Grebbestads IF
- Full name: Grebbestads Idrottsförening
- Nickname: GIF
- Founded: 1922
- Ground: Siljevi Grebbestad Sweden
- Chairman: Michael Torberntsson
- League: Division 2 Norra Götaland
- 2020: Division 2 Norra Götaland, 4th
| Home colours |

= Grebbestads IF =

Swedish football club

Grebbestads IF is a Swedish football club located in Grebbestad.

==Background==
In 2012 Grebbestads IF won Division 4 Bohuslän/Dalsland which is the sixth tier of Swedish football. In 2013 they played – and won – the third division Northwest Gotaland. Currently (2017) they play in the second division which is the fourth tier of Swedish football. They play their home matches at the Siljevi in Grebbestad.

The club is affiliated to Bohusläns Fotbollförbund. Grebbestads IF have competed in the Svenska Cupen on 14 occasions and have played 29 matches in the competition.

==Notable players==
Former Chelsea captain Dennis Wise played 10 games for the club in 1985.
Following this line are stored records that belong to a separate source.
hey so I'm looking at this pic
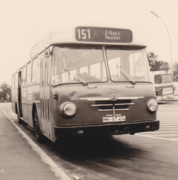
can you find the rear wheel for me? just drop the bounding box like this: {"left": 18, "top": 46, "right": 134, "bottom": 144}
{"left": 34, "top": 109, "right": 44, "bottom": 143}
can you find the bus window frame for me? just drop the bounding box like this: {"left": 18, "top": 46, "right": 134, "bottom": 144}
{"left": 26, "top": 61, "right": 32, "bottom": 85}
{"left": 32, "top": 57, "right": 39, "bottom": 84}
{"left": 21, "top": 65, "right": 27, "bottom": 87}
{"left": 51, "top": 44, "right": 108, "bottom": 87}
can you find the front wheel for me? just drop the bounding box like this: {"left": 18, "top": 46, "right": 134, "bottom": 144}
{"left": 34, "top": 109, "right": 44, "bottom": 143}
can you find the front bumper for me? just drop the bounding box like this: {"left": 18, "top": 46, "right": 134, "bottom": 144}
{"left": 54, "top": 120, "right": 159, "bottom": 137}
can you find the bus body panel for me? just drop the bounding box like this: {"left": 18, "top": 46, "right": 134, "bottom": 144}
{"left": 39, "top": 54, "right": 54, "bottom": 140}
{"left": 50, "top": 83, "right": 156, "bottom": 127}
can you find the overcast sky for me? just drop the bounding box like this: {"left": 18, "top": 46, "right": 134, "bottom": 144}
{"left": 0, "top": 0, "right": 178, "bottom": 85}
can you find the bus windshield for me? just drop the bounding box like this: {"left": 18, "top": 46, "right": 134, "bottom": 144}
{"left": 52, "top": 46, "right": 150, "bottom": 85}
{"left": 52, "top": 46, "right": 107, "bottom": 85}
{"left": 106, "top": 47, "right": 150, "bottom": 82}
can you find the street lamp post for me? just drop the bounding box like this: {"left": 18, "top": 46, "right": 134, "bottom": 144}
{"left": 150, "top": 11, "right": 172, "bottom": 71}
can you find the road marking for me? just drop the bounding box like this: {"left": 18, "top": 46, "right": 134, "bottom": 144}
{"left": 151, "top": 134, "right": 178, "bottom": 137}
{"left": 136, "top": 134, "right": 178, "bottom": 141}
{"left": 142, "top": 131, "right": 178, "bottom": 134}
{"left": 0, "top": 108, "right": 71, "bottom": 180}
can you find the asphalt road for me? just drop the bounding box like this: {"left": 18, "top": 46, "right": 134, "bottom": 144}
{"left": 0, "top": 100, "right": 178, "bottom": 180}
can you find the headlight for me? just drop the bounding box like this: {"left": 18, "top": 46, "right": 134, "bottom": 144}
{"left": 60, "top": 102, "right": 77, "bottom": 117}
{"left": 147, "top": 99, "right": 158, "bottom": 112}
{"left": 64, "top": 103, "right": 76, "bottom": 116}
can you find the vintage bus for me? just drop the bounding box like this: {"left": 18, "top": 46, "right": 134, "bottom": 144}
{"left": 150, "top": 70, "right": 175, "bottom": 100}
{"left": 11, "top": 26, "right": 159, "bottom": 143}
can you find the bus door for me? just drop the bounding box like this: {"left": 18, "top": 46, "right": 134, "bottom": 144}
{"left": 17, "top": 71, "right": 23, "bottom": 118}
{"left": 40, "top": 56, "right": 52, "bottom": 138}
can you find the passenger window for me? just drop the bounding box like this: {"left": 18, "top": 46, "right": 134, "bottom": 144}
{"left": 32, "top": 58, "right": 39, "bottom": 83}
{"left": 22, "top": 66, "right": 26, "bottom": 86}
{"left": 52, "top": 52, "right": 62, "bottom": 85}
{"left": 27, "top": 62, "right": 31, "bottom": 84}
{"left": 15, "top": 73, "right": 18, "bottom": 88}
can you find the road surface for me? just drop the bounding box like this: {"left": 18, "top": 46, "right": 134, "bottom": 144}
{"left": 0, "top": 100, "right": 178, "bottom": 180}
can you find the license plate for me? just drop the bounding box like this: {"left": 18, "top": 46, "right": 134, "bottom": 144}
{"left": 103, "top": 116, "right": 126, "bottom": 122}
{"left": 162, "top": 88, "right": 173, "bottom": 95}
Tobias Carlsson, David Edvardsson, and Gustav Henriksson all began their careers at the club and later played for teams in the Allsvenskan. David and Gustav also represented foreign clubs.

==Season to season==

| Season | Level | Division | Section | Position | Movements |
|---|---|---|---|---|---|
| 1993 | Tier 4 | Division 3 | Nordvästra Götaland | 12th | Relegated |
| 1994 | Tier 5 | Division 4 | Bohuslän/Dalsland | 2nd | Promotion Playoffs |
| 1995 | Tier 5 | Division 4 | Bohuslän/Dalsland | 4th | Grebbestads IF/Tanums IF |
| 1996 | Tier 5 | Division 4 | Bohuslän/Dalsland | 1st | Grebbestads IF/Tanums IF – Promoted |
| 1997 | Tier 4 | Division 3 | Nordvästra Götaland | 6th | Grebbestads IF/Tanums IF |
| 1998 | Tier 4 | Division 3 | Nordvästra Götaland | 7th | Grebbestads IF/Tanums IF |
| 1999 | Tier 4 | Division 3 | Nordvästra Götaland | 3rd |  |
| 2000 | Tier 4 | Division 3 | Nordvästra Götaland | 6th |  |
| 2001 | Tier 4 | Division 3 | Nordvästra Götaland | 7th |  |
| 2002 | Tier 4 | Division 3 | Nordvästra Götaland | 12th | Relegated |
| 2003 | Tier 5 | Division 4 | Bohuslän/Dalsland | 8th |  |
| 2004 | Tier 5 | Division 4 | Bohuslän/Dalsland | 1st | Promoted |
| 2005 | Tier 4 | Division 3 | Nordvästra Götaland | 9th |  |
| 2006* | Tier 5 | Division 3 | Nordvästra Götaland | 11th | Relegated |
| 2007 | Tier 6 | Division 4 | Bohuslän/Dalsland | 8th |  |
| 2008 | Tier 6 | Division 4 | Bohuslän/Dalsland | 5th |  |
| 2009 | Tier 6 | Division 4 | Bohuslän/Dalsland | 9th |  |
| 2010 | Tier 6 | Division 4 | Bohuslän/Dalsland | 6th |  |
| 2011 | Tier 6 | Division 4 | Bohuslän/Dalsland | 6th |  |
| 2012 | Tier 6 | Division 4 | Bohuslän/Dalsland | 1st | Promoted |
| 2013 | Tier 5 | Division 3 | Nordvästra Götaland | 1st | Promoted |
| 2014 | Tier 4 | Division 2 | Norra Götaland | 4th |  |
| 2015 | Tier 4 | Division 2 | Norra Götaland | 3rd |  |
| 2016 | Tier 4 | Division 2 | Norra Götaland | 6th |  |
| 2017 | Tier 4 | Division 2 | Norra Götaland | 1st | Promoted |
| 2018 | Tier 3 | Division 1 | Södra | 14th | Relegated |
| 2019 | Tier 4 | Division 2 | Norra Götaland | 2nd | Promotion Playoffs |
| 2020 | Tier 4 | Division 2 | Norra Götaland | 4th |  |
| 2021 | Tier 4 | Division 2 | Norra Götaland | 11th |  |

- League restructuring in 2006 resulted in a new division being created at Tier 3 and subsequent divisions dropping a level.